– То, о чем вы думаете, это хорошо. Оглянувшись, Долтон увидел старого сиу, стоявшего рядом с ним, а он даже не слышал, как тот подошел.

– Но то, что вы делаете, это неправильно, – добавил повар так же мягко.

– Так мне и сказали. – Догадываясь, что старик вышел, чтобы выставить его, Долтон направился к лошади, но следующие слова Джозефа остановили его.

– Его, их отца, застрелил в форте Ларами плохой человек, которому нужны были его деньги. Вот поэтому она ненавидит оружие. Оно принесло много горя в ее жизнь. Она боится, что вы принесете еще больше его к ее порогу.

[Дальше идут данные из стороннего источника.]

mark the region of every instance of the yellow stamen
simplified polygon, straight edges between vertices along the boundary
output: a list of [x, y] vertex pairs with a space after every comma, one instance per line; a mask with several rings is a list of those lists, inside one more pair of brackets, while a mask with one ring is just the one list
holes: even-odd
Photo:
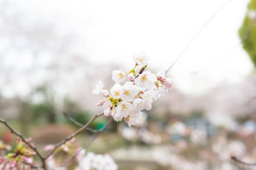
[[139, 62], [142, 62], [142, 61], [143, 61], [143, 58], [142, 57], [142, 56], [139, 56], [139, 57], [137, 57], [137, 60], [139, 60]]
[[124, 79], [124, 76], [122, 73], [117, 73], [117, 76], [120, 79]]
[[120, 95], [120, 91], [114, 91], [114, 95], [119, 96]]
[[146, 74], [145, 74], [145, 75], [143, 75], [143, 76], [142, 76], [142, 82], [148, 82], [148, 76], [147, 76]]
[[127, 91], [125, 90], [124, 92], [123, 92], [123, 94], [124, 94], [125, 95], [129, 95], [129, 94], [130, 94], [130, 92], [131, 92], [131, 91], [130, 91], [130, 90], [127, 90]]

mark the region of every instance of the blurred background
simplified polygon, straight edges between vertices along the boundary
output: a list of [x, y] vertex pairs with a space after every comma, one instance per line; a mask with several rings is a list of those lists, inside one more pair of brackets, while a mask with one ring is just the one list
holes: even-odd
[[[95, 84], [109, 89], [133, 52], [157, 73], [184, 49], [173, 90], [142, 124], [114, 123], [87, 151], [123, 170], [256, 169], [230, 158], [256, 162], [255, 0], [1, 0], [0, 118], [41, 148], [56, 143], [78, 128], [62, 112], [81, 124], [102, 112]], [[2, 125], [0, 136], [15, 143]]]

Макензи замер, пораженный услышанным, но оно многое ему объяснило. Отца Джуд убили, и неудивительно, что она ненавидела профессию Макензи, удивительно только, что она не возненавидела его самого. Однако он не мог не высказаться в свою защиту, потому что был непричастен к той давней трагедии, во всяком случае, причастен не больше, чем к возникшим здесь неприятностям.

– Я не могу остановить то, что надвигается. Все началось еще до того, как я появился здесь.

– Если вы говорите об этом деле с владельцем ранчо, то да. Но ее беспокоит совсем не это. Она беспокоится за вас, потому что ей хочется заботиться о вас, но она не позволяет себе этого.

– Эти слова подтвердили то, на что Долтон надеялся и чего боялся в душе.

– Я уже раньше сказал, что не собираюсь обижать их.

– Да, так вы мне говорите. – И теперь, после того, что он видел, Джозеф еще меньше верил этому. – Эти двое, брат и сестра, они моя семья. Я потерял своих родных под солдатскими пулями, когда белые люди с их лихорадочной жаждой к желтым скалам выгоняли их из нашего дома. Меня не было с ними, когда они падали в снег, истекая кровью, как убитые животные, из-за этой жажды к тому, что не может принадлежать человеку. Они были мне родными, но в час их смерти меня не было среди них. Я, как вы, отказался от своего народа ради того выбора, который сам сделал.

– Какого выбора? – спросил Долтон, не представляя, что может быть общего между ним и этим древним индейцем.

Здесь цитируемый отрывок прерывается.